By the way, we owe the missile defense rings around Moscow Lavrenty Beria. It is he who ordered Stalin created KB-1, which included the best minds. The result of their activities was a unique multi-channel radar shield for guiding anti-aircraft missiles. But with the end of the Cold War and the collapse of the Soviet Union, we have lost all our former power. Now the situation is generally critical. Our defense industry cannot provide air defense troops modern complexes because it is inundated for decades to come with foreign orders for S-300. Obligations under a contract with foreign partners are higher than the state defense order, defense enterprises, even today, cannot lose customers, but they will always wait for their own ... Recently, they solemnly disbanded the legendary 16th Air Army, which was created by order of Stalin in August 1942 and went through combat way from Stalingrad to Berlin. Many aces pilots fought in its ranks, including three times Hero of the Soviet Union Ivan Kozhedub. And now modern hucksters want to take away the Kubinka airfield near Moscow from the aircraft where 16th Air Army to make the first airport in Russia for business aviation there. $%*$#(*#@#*$%(# (mat-filter)

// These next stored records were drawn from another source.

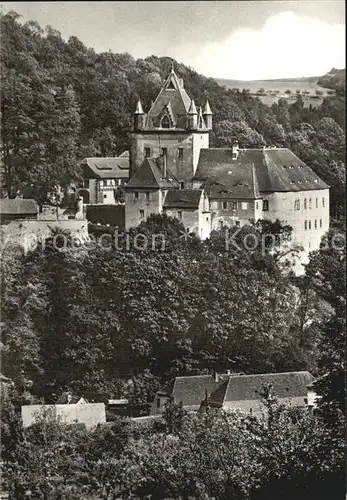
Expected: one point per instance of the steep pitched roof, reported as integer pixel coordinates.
(276, 169)
(68, 398)
(183, 198)
(191, 390)
(248, 387)
(234, 183)
(106, 168)
(150, 175)
(173, 94)
(18, 206)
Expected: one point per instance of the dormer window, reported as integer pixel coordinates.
(165, 122)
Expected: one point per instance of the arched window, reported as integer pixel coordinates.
(165, 122)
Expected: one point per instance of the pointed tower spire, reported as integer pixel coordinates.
(192, 108)
(139, 109)
(208, 115)
(192, 116)
(207, 109)
(139, 117)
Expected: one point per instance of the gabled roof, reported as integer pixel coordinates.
(183, 198)
(249, 387)
(106, 168)
(276, 169)
(191, 390)
(18, 206)
(150, 175)
(234, 183)
(172, 93)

With the collapse of the scoop, many unfinished strategic air defense facilities were abandoned, which were subsequently looted and desecrated. The purpose of this trip was to visit abandoned air defense facilities in the Moscow region.

Object "Protected communication node". Abandoned multi-storey military bunker in Voronovo.

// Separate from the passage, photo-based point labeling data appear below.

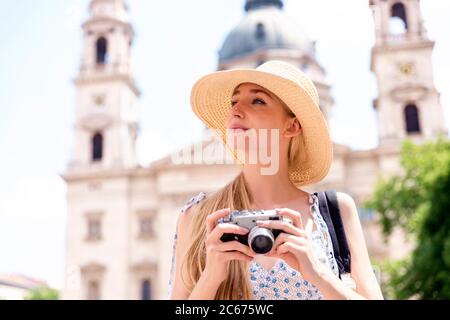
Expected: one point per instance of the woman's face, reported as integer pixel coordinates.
(253, 107)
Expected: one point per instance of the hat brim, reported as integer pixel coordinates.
(211, 102)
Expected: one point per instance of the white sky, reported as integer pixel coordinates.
(176, 42)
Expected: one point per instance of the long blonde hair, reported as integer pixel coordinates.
(235, 196)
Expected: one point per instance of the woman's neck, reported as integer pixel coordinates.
(270, 190)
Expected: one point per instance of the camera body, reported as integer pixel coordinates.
(260, 239)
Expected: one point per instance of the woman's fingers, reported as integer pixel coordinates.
(236, 255)
(287, 247)
(211, 220)
(295, 216)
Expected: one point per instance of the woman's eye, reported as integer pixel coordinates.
(258, 101)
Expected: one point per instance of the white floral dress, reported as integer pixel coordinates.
(281, 282)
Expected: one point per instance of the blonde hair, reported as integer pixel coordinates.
(235, 196)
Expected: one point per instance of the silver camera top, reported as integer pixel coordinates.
(248, 218)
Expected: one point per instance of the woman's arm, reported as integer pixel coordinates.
(361, 269)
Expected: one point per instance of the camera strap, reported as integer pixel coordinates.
(329, 209)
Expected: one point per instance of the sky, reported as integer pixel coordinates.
(176, 42)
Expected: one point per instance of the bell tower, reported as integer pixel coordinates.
(408, 104)
(106, 118)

Our first object was an abandoned communication bunker located near the village of Voronovo on the Kaluga highway. We got to it through the village of Trinity, and then through the field.

It is almost impossible to establish the purpose of this object for certain. Unless, of course, you have access to the "top secret" archives. Therefore, there are a number of hypotheses, each of which has the right to exist. According to one version, the object is a false position. This is assumed because the construction period is very long - more than 10 years. There is also an opinion that this is the missile defense launch site, but all known launch sites have at least eight mines. And in our case, the object has only 4 mines, although they are suitable in size for anti-missiles. Well, the most realistic version regarding the purpose of this object: an automated secure communication center with retractable antennas for communication with a satellite constellation. Let's stick with this version.

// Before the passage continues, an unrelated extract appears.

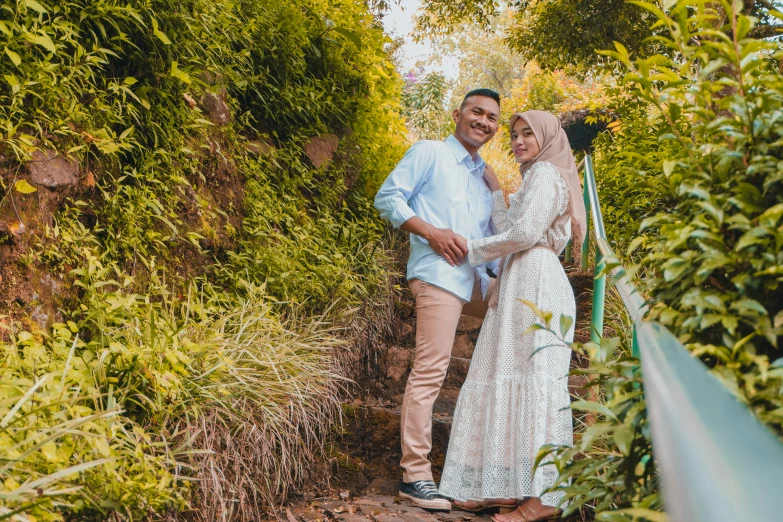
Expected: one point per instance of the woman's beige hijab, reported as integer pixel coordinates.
(555, 149)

The object is a three-story building built in a backfill pit. Combat duty is carried out in automatic mode, with a minimum shift on duty. On the territory of the barracks of a security company, a checkpoint, a transformer substation and the remains of a NUP. Outside the territory - the remains of the construction battalion barracks. The 3rd and 2nd floors of the building are intended for the reception / transmission installation, the 1st floor for life support systems and ensuring the autonomy of the facility (air preparation, diesel, compressors, transformers, etc.) The system is two-channel. Channel antennas (one shaft for reception and one shaft for transmission) are grouped in pairs.

General view of the object. On the right in the photo is a cable walker

A fragile wooden bridge has been laid to the main entrance to the bunker. Climbing it is scary. Height - 5 meters.

I jumped in with a run.

I jumped in with a run.

Having examined the object up and down, we moved on. Not far from the village of Sharapovo, the road offers a view of the Chernetsk radar station Danube-3U. The Chernetsk Danube-3U radar is part of the A-135 anti-missile defense system, whose tasks are to detect the flight of enemy intercontinental missiles with the transfer of information to the Don-M (Sofrino) radar, and Don-M already provides the actual missile guidance.

Chernetskoe Radar Danube-3U

Anti-aircraft missile system S-300

Our next destination was an abandoned anti-aircraft missile fortification S-300 located just outside the village of Ermolovo. Based on the facility anti-aircraft missile system S-300, which took up combat duty at the turn of the 80s. At the moment, the object is decommissioned. And we studied what was left of him.